Moneyball refers to the book of the same name, written by former investment banker and writer, Michael Lewis, which depicts the journey of Oakland A’s and how their investment in sabermetrics paid off.

10 of the 20 candidates supported by Mind the Gap group running for 2018 midterm elections won their races. Overall, according to the Recode article, Mind the Gap sent $11 million to Democratic candidates and another $9 million to Democratic organizations.

Their message to donors was: Don’t fund the congressional races that are the likeliest to flip (meaning a Democrat defeating a Republican incumbent currently holding the seat). Those are already overfunded. Instead, fund the slightly less probable to flip (for example, the ones in which a Democrat might have a one-third chance of winning) and where each donor dollar is more likely to make a difference.

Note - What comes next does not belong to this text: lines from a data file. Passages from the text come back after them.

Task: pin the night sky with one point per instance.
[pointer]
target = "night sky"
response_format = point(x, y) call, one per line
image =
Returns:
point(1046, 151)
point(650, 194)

A model that Mind the Gap’s leaders called an “efficient funding”.


The group now is focusing on upcoming 2020 presidential election. They’re directing donors to pour money into groups that are active in voter registration and turnouts.

In December 2019, the group sent a memo to its donors in regards to 2020 election: “Anything could happen between now and next November to change the picture significantly. But we have no control over most of the things that will happen. As ever, the question for us is, what can we influence, and where will money make the biggest difference.”

In 1895, Mark Hanna, a U.S. senator from Ohio, explained how politics works: “There are two things that are important in politics. The first is money, and I can’t remember what the second one is.”

A sentiment that is true to this day; but will smart financing make big-money donations less salient? We shall see.

By linking academics and big-tech, Mind the Gap is testing new territories, one which might change trajectory of donations, targeted ads, and maybe even politics as a whole.